An analytical theory to describe sequence-specific inter-residue distance profiles for polyampholytes and intrinsically disordered proteins.
Jonathan HuihuiKingshuk GhoshPublished in: The Journal of chemical physics (2020)
Intrinsically Disordered Proteins (IDPs), unlike folded proteins, lack a unique folded structure and rapidly interconvert among ensembles of disordered states. However, they have specific conformational properties when averaged over their ensembles of disordered states. It is critical to develop a theoretical formalism to predict these ensemble average conformational properties that are encoded in the IDP sequence (the specific order in which amino acids/residues are linked). We present a general heteropolymer theory that analytically computes the ensemble average distance profiles (⟨Rij 2⟩) between any two (i, j) monomers (amino acids for IDPs) as a function of the sequence. Information rich distance profiles provide a detailed description of the IDP in contrast to typical metrics such as scaling exponents, radius of gyration, or end-to-end distance.
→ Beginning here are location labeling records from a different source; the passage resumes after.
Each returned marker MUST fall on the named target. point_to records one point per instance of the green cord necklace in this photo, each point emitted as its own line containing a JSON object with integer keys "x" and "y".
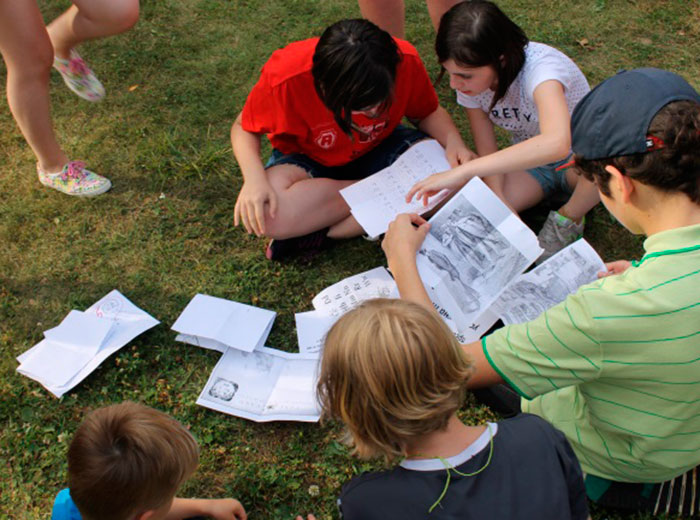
{"x": 449, "y": 467}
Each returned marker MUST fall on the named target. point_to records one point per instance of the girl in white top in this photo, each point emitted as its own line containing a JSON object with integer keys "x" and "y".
{"x": 527, "y": 88}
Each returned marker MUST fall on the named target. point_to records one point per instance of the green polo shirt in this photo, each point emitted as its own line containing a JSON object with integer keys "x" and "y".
{"x": 616, "y": 366}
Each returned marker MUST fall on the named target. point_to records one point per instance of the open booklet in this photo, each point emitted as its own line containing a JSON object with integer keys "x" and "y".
{"x": 264, "y": 385}
{"x": 334, "y": 301}
{"x": 476, "y": 246}
{"x": 217, "y": 324}
{"x": 378, "y": 199}
{"x": 548, "y": 284}
{"x": 72, "y": 350}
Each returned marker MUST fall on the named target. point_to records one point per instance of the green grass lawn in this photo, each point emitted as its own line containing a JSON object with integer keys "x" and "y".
{"x": 164, "y": 232}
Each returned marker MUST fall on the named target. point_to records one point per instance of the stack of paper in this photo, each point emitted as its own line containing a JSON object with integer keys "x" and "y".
{"x": 337, "y": 299}
{"x": 218, "y": 324}
{"x": 71, "y": 351}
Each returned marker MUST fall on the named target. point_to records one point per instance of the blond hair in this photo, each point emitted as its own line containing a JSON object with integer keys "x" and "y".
{"x": 128, "y": 458}
{"x": 391, "y": 371}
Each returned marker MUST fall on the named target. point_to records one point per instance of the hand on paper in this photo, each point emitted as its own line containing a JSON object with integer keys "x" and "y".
{"x": 403, "y": 239}
{"x": 252, "y": 201}
{"x": 616, "y": 267}
{"x": 451, "y": 179}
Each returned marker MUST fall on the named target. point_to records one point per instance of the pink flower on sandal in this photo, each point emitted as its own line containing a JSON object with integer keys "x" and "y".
{"x": 79, "y": 77}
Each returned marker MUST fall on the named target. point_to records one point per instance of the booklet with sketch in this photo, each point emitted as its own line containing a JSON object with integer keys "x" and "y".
{"x": 475, "y": 248}
{"x": 264, "y": 385}
{"x": 72, "y": 350}
{"x": 378, "y": 199}
{"x": 549, "y": 283}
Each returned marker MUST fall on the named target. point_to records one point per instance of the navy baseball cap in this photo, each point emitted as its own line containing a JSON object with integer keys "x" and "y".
{"x": 613, "y": 119}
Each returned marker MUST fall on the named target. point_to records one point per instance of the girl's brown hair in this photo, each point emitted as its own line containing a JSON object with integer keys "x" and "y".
{"x": 391, "y": 371}
{"x": 126, "y": 459}
{"x": 673, "y": 167}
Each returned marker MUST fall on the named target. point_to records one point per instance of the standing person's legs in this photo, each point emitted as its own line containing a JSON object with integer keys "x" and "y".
{"x": 90, "y": 19}
{"x": 28, "y": 54}
{"x": 386, "y": 14}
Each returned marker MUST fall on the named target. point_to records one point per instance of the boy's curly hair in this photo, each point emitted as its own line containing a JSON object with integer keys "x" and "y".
{"x": 126, "y": 459}
{"x": 673, "y": 168}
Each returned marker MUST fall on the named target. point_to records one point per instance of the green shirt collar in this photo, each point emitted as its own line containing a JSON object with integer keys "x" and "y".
{"x": 671, "y": 242}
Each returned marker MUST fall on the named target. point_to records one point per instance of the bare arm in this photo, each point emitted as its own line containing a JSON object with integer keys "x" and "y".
{"x": 256, "y": 194}
{"x": 219, "y": 509}
{"x": 484, "y": 374}
{"x": 440, "y": 126}
{"x": 552, "y": 144}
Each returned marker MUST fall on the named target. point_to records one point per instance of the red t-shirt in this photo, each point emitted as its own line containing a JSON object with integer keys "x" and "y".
{"x": 284, "y": 105}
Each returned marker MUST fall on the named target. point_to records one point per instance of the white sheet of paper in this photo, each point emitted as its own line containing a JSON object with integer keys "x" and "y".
{"x": 227, "y": 322}
{"x": 263, "y": 385}
{"x": 312, "y": 327}
{"x": 81, "y": 331}
{"x": 54, "y": 363}
{"x": 549, "y": 283}
{"x": 128, "y": 321}
{"x": 378, "y": 199}
{"x": 350, "y": 292}
{"x": 475, "y": 248}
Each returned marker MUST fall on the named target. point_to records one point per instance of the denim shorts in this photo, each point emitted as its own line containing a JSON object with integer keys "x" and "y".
{"x": 378, "y": 158}
{"x": 550, "y": 180}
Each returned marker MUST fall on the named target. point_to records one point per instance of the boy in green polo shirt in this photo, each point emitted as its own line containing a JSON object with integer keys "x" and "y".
{"x": 616, "y": 367}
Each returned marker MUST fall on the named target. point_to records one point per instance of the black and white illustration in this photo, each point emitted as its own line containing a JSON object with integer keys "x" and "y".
{"x": 475, "y": 248}
{"x": 263, "y": 385}
{"x": 549, "y": 283}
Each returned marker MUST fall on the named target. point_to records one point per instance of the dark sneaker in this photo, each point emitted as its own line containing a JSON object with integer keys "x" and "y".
{"x": 306, "y": 245}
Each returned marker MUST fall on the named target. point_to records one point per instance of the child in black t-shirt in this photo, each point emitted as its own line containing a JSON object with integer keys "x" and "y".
{"x": 395, "y": 376}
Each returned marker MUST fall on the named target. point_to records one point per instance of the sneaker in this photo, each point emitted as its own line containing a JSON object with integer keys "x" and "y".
{"x": 557, "y": 233}
{"x": 79, "y": 77}
{"x": 307, "y": 245}
{"x": 74, "y": 179}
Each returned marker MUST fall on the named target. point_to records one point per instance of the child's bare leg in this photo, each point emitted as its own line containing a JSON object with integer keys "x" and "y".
{"x": 28, "y": 54}
{"x": 583, "y": 199}
{"x": 346, "y": 228}
{"x": 521, "y": 191}
{"x": 387, "y": 14}
{"x": 304, "y": 204}
{"x": 89, "y": 19}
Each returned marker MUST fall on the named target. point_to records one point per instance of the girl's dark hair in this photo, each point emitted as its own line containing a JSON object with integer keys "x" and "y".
{"x": 673, "y": 168}
{"x": 476, "y": 33}
{"x": 354, "y": 67}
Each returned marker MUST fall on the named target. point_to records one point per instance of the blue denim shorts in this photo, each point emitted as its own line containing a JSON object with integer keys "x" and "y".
{"x": 550, "y": 180}
{"x": 378, "y": 158}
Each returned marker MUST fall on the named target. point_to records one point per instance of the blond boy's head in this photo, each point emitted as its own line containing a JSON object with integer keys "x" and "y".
{"x": 391, "y": 371}
{"x": 126, "y": 460}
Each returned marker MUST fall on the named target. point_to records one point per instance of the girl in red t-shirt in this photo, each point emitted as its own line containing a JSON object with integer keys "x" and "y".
{"x": 331, "y": 108}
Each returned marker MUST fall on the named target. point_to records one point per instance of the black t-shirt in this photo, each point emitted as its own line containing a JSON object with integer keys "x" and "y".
{"x": 533, "y": 473}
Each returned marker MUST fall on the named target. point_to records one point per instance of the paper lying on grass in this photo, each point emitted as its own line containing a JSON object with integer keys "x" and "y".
{"x": 378, "y": 199}
{"x": 83, "y": 340}
{"x": 264, "y": 385}
{"x": 549, "y": 283}
{"x": 217, "y": 324}
{"x": 337, "y": 299}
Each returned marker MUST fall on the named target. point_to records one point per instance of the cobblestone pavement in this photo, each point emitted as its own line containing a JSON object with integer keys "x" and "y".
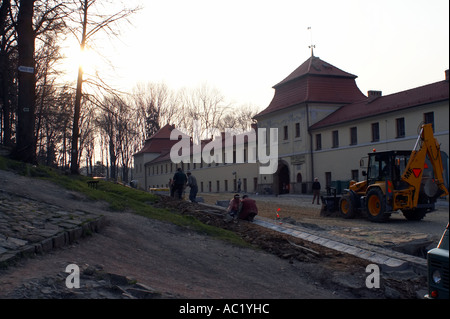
{"x": 29, "y": 227}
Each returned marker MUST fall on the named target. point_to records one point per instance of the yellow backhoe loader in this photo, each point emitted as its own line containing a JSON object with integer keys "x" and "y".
{"x": 398, "y": 180}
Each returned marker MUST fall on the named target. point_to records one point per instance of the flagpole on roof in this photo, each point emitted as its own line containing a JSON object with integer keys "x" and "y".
{"x": 312, "y": 46}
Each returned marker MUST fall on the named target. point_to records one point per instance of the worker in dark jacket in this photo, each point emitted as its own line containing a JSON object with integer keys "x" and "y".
{"x": 316, "y": 190}
{"x": 179, "y": 182}
{"x": 247, "y": 208}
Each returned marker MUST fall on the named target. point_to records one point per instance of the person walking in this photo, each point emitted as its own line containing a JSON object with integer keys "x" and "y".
{"x": 179, "y": 182}
{"x": 192, "y": 183}
{"x": 316, "y": 190}
{"x": 247, "y": 209}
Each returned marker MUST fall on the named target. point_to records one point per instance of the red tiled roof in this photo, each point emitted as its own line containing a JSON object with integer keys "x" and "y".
{"x": 160, "y": 141}
{"x": 315, "y": 81}
{"x": 315, "y": 66}
{"x": 426, "y": 94}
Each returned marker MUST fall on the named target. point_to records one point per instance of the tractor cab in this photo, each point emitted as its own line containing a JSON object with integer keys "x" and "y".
{"x": 387, "y": 166}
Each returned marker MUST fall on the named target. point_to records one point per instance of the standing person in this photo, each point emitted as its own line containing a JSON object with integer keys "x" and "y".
{"x": 192, "y": 183}
{"x": 171, "y": 188}
{"x": 316, "y": 190}
{"x": 233, "y": 206}
{"x": 179, "y": 181}
{"x": 247, "y": 209}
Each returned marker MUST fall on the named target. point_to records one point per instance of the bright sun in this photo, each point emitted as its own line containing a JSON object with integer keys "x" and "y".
{"x": 75, "y": 57}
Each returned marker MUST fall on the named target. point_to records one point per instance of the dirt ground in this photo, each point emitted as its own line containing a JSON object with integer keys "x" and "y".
{"x": 185, "y": 264}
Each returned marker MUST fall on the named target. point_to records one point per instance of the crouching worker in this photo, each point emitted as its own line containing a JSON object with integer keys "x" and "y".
{"x": 247, "y": 208}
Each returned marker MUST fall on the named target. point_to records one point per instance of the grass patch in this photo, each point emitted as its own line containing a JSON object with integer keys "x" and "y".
{"x": 119, "y": 198}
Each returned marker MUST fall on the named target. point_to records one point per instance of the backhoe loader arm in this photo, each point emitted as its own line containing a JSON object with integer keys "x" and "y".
{"x": 426, "y": 145}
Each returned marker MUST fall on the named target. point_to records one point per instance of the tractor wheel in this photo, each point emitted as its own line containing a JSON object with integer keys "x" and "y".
{"x": 347, "y": 207}
{"x": 414, "y": 214}
{"x": 376, "y": 206}
{"x": 417, "y": 213}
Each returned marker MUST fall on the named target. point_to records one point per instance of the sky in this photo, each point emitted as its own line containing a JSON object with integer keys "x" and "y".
{"x": 243, "y": 48}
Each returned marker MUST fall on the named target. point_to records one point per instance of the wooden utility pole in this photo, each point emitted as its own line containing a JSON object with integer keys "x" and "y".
{"x": 26, "y": 142}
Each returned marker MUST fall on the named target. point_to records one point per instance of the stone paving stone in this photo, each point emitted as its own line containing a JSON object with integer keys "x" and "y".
{"x": 386, "y": 258}
{"x": 28, "y": 227}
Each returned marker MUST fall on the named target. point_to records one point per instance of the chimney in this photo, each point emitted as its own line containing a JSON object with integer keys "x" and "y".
{"x": 374, "y": 94}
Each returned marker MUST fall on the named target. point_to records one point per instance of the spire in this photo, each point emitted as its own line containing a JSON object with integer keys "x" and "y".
{"x": 312, "y": 46}
{"x": 312, "y": 49}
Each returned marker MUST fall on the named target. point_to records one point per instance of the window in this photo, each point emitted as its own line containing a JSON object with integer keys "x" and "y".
{"x": 318, "y": 142}
{"x": 375, "y": 132}
{"x": 428, "y": 118}
{"x": 285, "y": 133}
{"x": 353, "y": 136}
{"x": 297, "y": 129}
{"x": 400, "y": 127}
{"x": 335, "y": 141}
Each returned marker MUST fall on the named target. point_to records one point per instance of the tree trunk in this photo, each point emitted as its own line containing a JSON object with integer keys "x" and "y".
{"x": 74, "y": 163}
{"x": 26, "y": 143}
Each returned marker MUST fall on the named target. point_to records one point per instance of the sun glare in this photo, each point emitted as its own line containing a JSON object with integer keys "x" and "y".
{"x": 75, "y": 58}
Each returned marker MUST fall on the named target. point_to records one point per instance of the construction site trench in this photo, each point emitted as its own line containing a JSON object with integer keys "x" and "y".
{"x": 171, "y": 262}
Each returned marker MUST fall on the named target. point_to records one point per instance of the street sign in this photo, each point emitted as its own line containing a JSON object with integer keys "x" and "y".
{"x": 26, "y": 69}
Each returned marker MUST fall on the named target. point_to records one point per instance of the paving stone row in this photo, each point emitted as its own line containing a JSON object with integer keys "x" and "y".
{"x": 386, "y": 258}
{"x": 29, "y": 227}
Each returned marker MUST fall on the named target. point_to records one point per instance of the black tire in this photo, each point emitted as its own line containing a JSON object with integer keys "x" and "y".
{"x": 415, "y": 214}
{"x": 347, "y": 206}
{"x": 376, "y": 206}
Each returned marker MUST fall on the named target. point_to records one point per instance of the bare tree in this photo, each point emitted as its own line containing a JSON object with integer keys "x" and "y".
{"x": 93, "y": 20}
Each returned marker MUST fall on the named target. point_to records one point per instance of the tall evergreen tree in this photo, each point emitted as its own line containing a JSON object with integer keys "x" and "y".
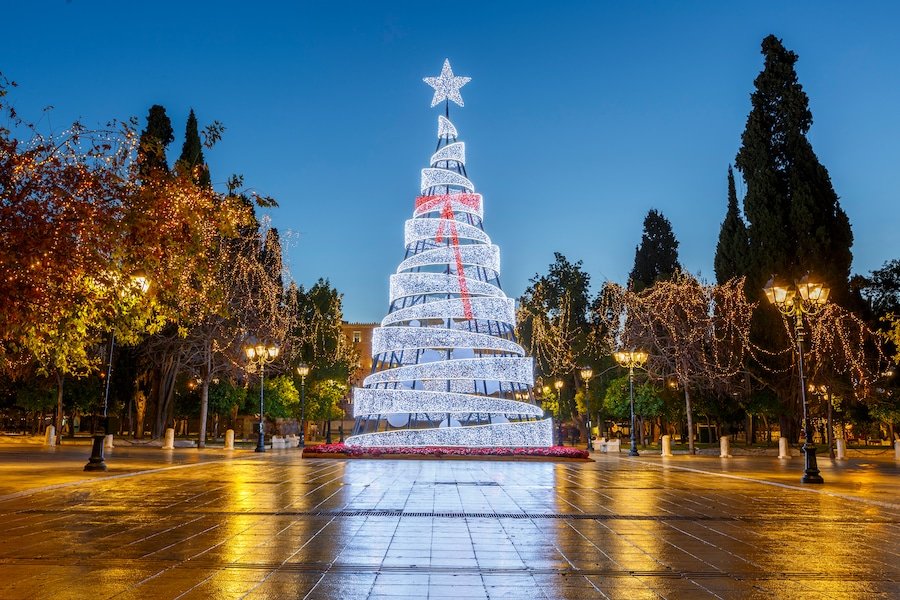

This generalized formalism supersedes homopolymer-like models or models that are built only on the composition of amino acids but ignore sequence details. The prediction of these distance profiles for highly charged polyampholytes and naturally occurring IDPs unmasks salient features that are hidden in the sequence. Moreover, the model reveals strategies to modulate the entire distance map to achieve local or global swelling/compaction by subtle changes/modifications-such as phosphorylation, a biologically relevant process-in specific hotspots in the sequence. Sequence-specific distance profiles and their modulation have been benchmarked against all-atom simulations. Our new formalism also predicts residue-pair specific coil-globule transitions. The analytical nature of the theory will facilitate design of new sequences to achieve specific target distance profiles with broad applications in synthetic biology and polymer science.